Re: Make COPY format extendable: Extract COPY TO format implementations

From: Michael Paquier <michael(at)paquier(dot)xyz>
To: Junwang Zhao <zhjwpku(at)gmail(dot)com>
Cc: Masahiko Sawada <sawada(dot)mshk(at)gmail(dot)com>, Andrew Dunstan <andrew(at)dunslane(dot)net>, Sutou Kouhei <kou(at)clear-code(dot)com>, nathandbossart(at)gmail(dot)com, pgsql-hackers(at)postgresql(dot)org
Subject: Re: Make COPY format extendable: Extract COPY TO format implementations
Date: 2023-12-08 05:17:42
Message-ID: ZXKm9tmnSPIVrqZz@paquier.xyz
Views: Raw Message | Whole Thread | Download mbox | Resend email
Thread:
Lists: pgsql-hackers

On Fri, Dec 08, 2023 at 10:32:27AM +0800, Junwang Zhao wrote:
> I can see FDW related utility commands but no TABLESAMPLE related,
> and there is a pg_foreign_data_wrapper system catalog which has
> a *fdwhandler* field.

+ */ +CATALOG(pg_copy_handler,4551,CopyHandlerRelationId)

Using a catalog is an over-engineered design. Others have provided
hints about that upthread, but it would be enough to have one or two
handler types that are wrapped around one or two SQL *functions*, like
tablesamples. It seems like you've missed it, but feel free to read
about tablesample-method.sgml, that explains how this is achieved for
tablesamples.

> If we want extensions to create a new copy handler, I think
> something like pg_copy_hander should be necessary.

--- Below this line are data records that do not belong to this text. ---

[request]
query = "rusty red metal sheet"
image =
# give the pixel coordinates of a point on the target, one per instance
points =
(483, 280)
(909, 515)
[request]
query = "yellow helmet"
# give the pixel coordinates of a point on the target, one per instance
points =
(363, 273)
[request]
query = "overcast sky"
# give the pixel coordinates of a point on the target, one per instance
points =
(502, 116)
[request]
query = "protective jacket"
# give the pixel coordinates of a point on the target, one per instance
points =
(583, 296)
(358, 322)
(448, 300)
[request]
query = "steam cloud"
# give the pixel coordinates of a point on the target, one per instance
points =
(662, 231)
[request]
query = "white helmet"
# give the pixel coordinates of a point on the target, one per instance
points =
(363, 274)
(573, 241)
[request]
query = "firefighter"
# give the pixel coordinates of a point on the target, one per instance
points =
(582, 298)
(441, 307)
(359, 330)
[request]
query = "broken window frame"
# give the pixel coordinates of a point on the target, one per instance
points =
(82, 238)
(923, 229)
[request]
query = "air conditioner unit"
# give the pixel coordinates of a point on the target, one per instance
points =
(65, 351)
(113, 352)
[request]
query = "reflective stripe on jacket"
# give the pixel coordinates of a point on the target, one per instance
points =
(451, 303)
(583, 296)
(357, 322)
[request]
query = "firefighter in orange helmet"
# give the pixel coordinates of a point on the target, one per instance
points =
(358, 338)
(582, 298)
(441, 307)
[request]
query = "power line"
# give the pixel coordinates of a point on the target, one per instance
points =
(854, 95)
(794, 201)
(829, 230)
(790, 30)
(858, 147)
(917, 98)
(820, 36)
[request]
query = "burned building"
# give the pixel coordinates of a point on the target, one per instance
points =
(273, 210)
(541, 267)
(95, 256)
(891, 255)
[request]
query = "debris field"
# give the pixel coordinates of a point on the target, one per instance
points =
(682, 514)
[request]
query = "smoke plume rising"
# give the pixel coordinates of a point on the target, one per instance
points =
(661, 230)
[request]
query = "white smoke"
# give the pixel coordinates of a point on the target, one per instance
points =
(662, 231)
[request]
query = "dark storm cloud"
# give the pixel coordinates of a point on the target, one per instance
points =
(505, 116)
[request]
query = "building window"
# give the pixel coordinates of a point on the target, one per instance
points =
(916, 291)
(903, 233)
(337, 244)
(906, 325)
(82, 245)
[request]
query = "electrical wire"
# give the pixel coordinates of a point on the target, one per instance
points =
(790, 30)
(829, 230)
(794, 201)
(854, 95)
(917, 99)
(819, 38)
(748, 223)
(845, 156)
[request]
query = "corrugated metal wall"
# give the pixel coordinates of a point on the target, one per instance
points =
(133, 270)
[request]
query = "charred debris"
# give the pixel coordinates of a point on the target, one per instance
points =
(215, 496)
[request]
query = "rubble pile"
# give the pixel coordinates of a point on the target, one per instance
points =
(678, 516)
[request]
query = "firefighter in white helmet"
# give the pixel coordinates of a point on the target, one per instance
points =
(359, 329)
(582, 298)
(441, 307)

A catalog is not necessary, that's the point, because it can be
replaced by a scan of pg_proc with the function name defined in a COPY
query (be it through a FORMAT, or different option in a DefElem).
An example of extension with tablesamples is contrib/tsm_system_rows/,
that just uses a function returning a tsm_handler:
CREATE FUNCTION system_rows(internal)
RETURNS tsm_handler
AS 'MODULE_PATHNAME', 'tsm_system_rows_handler'
LANGUAGE C STRICT;

Then SELECT queries rely on the contents of the TABLESAMPLE clause to
find the set of callbacks it should use by calling the function.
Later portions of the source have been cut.